At the end of June, social movement representatives from across Mexico and other parts of the Americas gathered in Guelatao, Oaxaca to launch the Latin American Institute of Agroecology, Mexico, or IALA Mexico.

“IALA Mexico will be a territorial space for autonomous training, supported by a fabric of territorial organizations, the majority of Indigenous and peasant origin, with training processes dating back more than 25 years,” described Grassroots International partner CLOC-Vía Campesina, one of the convenors of the launch.

The institute seeks to “massify” or scale outward the innovative forms of agroecology practiced by Mexico’s peasant and Indigenous communities. It also seeks to strengthen resistance to the structural violence facing rural communities, from genetic contamination by GMOs to land grabbing for corporate megaprojects.

IALA Mexico is putting particular focus on rural youth. The Guelatao Declaration accompanying the school’s launching stresses “the lack of concrete spaces for participation that allow [youth] to make their choices, without breaking the community fabric and in conditions of constant violence where they, along with children, are especially vulnerable.”

The institute thus strives to be one such space, equipping young people with ancestral wisdom informed by their current realities: “The ancestral wisdom that we have cultivated for generations continues to give us light and meaning. Its legacy is essential to sustain life and future for us, as for all beings that inhabit our territories.”

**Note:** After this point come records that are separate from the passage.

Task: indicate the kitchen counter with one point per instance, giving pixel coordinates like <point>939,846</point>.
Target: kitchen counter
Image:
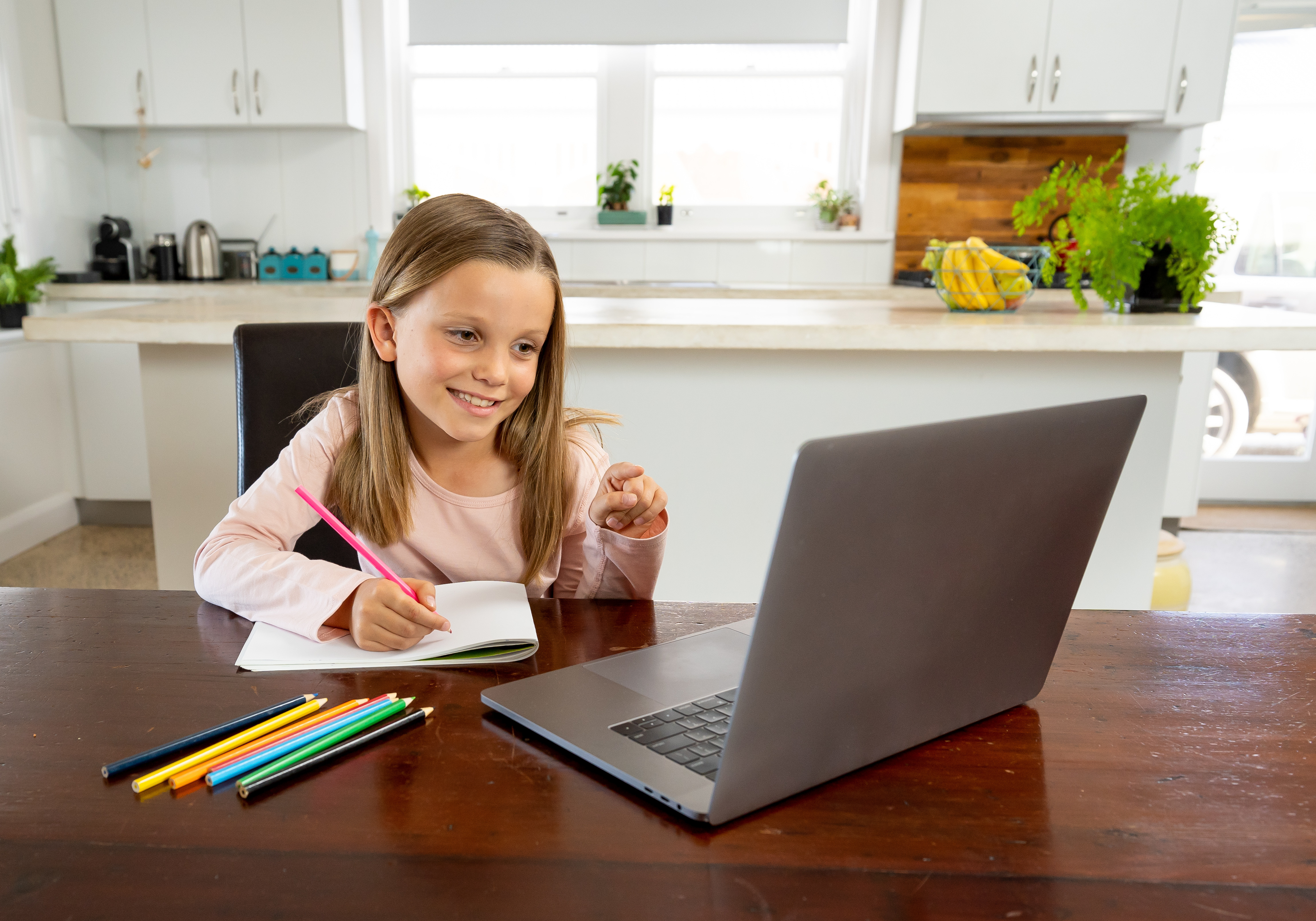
<point>745,381</point>
<point>905,320</point>
<point>126,291</point>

The inauguration of IALA Mexico makes it the tenth IALA in the Americas, and the first in the North American region. While the IALAs share some common features and principles, each one is unique, based on its particular biocultural context. IALA Mexico is no exception.

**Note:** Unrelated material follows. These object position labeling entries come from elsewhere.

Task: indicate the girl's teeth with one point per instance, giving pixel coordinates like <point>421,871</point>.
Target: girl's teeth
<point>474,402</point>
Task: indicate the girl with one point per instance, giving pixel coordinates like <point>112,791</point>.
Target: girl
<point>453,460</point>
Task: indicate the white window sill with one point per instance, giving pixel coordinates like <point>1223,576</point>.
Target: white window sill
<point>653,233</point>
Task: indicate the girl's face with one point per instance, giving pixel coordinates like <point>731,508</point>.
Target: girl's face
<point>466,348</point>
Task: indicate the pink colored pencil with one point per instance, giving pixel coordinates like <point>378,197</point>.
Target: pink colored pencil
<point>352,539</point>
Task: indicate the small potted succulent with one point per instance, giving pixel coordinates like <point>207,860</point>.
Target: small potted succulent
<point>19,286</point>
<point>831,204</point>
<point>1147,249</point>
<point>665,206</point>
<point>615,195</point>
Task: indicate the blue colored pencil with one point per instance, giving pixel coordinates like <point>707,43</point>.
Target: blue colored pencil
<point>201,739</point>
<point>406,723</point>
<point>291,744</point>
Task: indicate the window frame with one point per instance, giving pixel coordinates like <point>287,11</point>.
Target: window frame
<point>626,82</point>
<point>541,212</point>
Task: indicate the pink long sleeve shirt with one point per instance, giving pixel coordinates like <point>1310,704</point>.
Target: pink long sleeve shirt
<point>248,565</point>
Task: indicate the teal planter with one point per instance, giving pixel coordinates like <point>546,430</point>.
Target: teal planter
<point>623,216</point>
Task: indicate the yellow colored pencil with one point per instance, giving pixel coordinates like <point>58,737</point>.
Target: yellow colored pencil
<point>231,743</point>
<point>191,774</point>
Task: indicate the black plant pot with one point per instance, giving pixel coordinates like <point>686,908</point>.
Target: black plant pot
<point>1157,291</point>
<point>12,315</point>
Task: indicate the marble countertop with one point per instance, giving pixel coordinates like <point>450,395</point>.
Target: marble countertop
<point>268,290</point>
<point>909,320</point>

In particular, IALA Mexico intentionally bridges peasant and Indigenous identities, practices, and cosmovisons through the partnership of La Via Campesina Mexico and Unión de Organizaciones de la Sierra Juárez de Oaxaca/Union of Organizations of the Sierra Juárez of Oaxaca, UNOSJO (also a recent member of La Via Campesina). IALA Mexico is also unique in its decentralized and “territorialized” design that includes branches throughout different parts of the country.

Grassroots International is honored to be a supporter of IALA Mexico and to be in long-term accompaniment of the movements behind it. We salute our movement partners on this massive achievement and look forward to continuing to learn from and with them.